Twitter shares have lost in the US trades more than 20%

© RIA Novosti / Natalia to Seliverstova in photobacteria social network Twitter on the smartphone screen. Archival photoTwitter shares have lost in the US trades more than 20%© RIA Novosti / Natalia to Seliverstova the image Bank

US stocks on Friday fell amid weaker forecasts report, according to the auction.

The NASDAQ composite was down 1.46% to 7737,42 points, industrial index Dow Jones has decreased on 0,3% — to 25451,06 points, the index of wide market S&P 500 has decreased on 0,66% — to 2818,82 points.

Shares of the microblogging service Twitter has fallen by 20.54% after the publication of the accounts and critics of U.S. President Donald trump. The company reported a decline in the number of active users in the second quarter of 0.3%, or 1 million to 335 million people in a month for cleaning from the automatically created accounts and spam accounts.

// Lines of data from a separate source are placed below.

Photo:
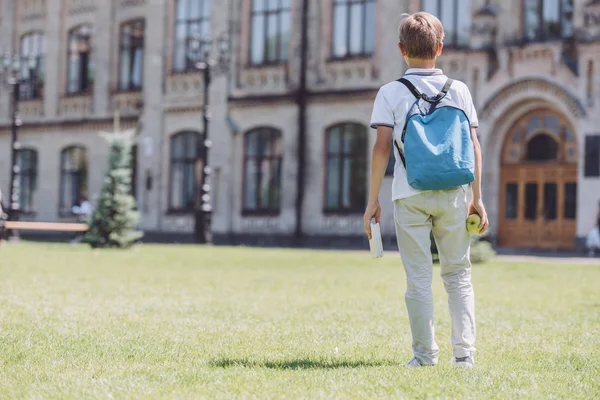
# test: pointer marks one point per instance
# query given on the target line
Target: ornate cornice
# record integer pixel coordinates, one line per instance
(539, 85)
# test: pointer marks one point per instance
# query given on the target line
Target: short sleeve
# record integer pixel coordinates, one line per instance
(469, 107)
(383, 115)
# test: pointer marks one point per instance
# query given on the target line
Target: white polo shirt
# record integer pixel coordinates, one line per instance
(392, 104)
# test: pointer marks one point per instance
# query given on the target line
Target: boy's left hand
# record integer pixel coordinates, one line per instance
(373, 211)
(477, 207)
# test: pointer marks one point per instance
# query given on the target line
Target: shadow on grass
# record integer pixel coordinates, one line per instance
(297, 364)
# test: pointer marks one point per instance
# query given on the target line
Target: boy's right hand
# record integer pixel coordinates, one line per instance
(373, 211)
(477, 207)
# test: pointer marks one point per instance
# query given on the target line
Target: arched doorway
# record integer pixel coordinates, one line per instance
(538, 193)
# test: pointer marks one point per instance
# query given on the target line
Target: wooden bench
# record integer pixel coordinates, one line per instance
(45, 226)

In addition, on Thursday, trump said that Twitter carries out a «shadow ban» publications known to members of the Republican party, and promised «to study this discriminatory and illegal practice.»

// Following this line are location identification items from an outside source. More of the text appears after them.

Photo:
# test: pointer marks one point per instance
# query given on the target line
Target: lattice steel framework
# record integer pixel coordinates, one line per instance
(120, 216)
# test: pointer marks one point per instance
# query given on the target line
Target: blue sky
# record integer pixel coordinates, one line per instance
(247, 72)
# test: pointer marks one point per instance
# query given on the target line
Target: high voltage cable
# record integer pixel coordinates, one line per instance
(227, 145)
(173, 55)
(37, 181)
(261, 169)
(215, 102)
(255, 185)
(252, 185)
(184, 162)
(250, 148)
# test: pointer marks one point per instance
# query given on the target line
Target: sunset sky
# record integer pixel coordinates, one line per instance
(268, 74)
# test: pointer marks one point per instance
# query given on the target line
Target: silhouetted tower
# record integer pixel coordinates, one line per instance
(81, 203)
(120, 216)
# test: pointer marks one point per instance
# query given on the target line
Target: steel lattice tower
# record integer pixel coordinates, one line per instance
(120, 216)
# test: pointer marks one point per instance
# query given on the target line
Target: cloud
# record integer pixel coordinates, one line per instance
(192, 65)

Shares in the social network Facebook fell on Friday only by 0.78%, following the collapse of 18% yesterday after disappointing the market participants the data and forecasts of the company.

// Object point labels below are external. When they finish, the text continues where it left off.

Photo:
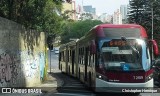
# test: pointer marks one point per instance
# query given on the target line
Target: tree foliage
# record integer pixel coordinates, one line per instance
(140, 12)
(77, 29)
(41, 15)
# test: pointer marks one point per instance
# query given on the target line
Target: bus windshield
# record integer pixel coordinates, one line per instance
(120, 55)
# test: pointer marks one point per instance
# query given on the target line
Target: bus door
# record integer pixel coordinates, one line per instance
(86, 62)
(73, 60)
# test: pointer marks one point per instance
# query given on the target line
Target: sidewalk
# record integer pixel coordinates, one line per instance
(51, 84)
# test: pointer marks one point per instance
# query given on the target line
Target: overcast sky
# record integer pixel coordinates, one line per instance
(104, 6)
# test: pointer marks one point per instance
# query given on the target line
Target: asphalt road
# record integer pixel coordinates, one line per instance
(72, 86)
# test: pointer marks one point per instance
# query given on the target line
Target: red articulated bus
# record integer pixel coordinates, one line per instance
(111, 56)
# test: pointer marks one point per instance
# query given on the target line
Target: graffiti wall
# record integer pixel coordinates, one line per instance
(22, 55)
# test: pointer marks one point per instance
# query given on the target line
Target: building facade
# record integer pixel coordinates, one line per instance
(117, 17)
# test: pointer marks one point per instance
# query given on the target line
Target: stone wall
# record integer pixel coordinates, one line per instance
(22, 55)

Net profit of the manufacturer of household products Colgate-Palmolive for the second quarter decreased by 24%, to 637 million USD (0.73 dollar per share, compared with 0.59 dollar a year earlier).

ExxonMobil increased its profit for the quarter by 18%, to 3.95 billion dollars, or 0.92 dollars per share 0.78 against the dollar in the second quarter of 2017. Meanwhile, investors expected rate of 1.27 dollars per share, in the result, for the Friday paper of the company fell by 2.75%.

Earlier it became known that the real GDP growth in the second quarter of 2018, according to the first estimate, amounted to 4.1% yoy against a growth of 2.2% in the first quarter. This is the fastest growth rate from 2014. Meanwhile, investors expected at 4.2%.

«The strong GDP data, the growth by 4.1% this strong data, even though they came in lower — a signal that the fed will continue to implement its plan to raise rates. This is what I think today investors», — said the Agency MarketWatch Director of investment management Huntington Private Bank. Oviatt Of Chad (Chad Oviatt).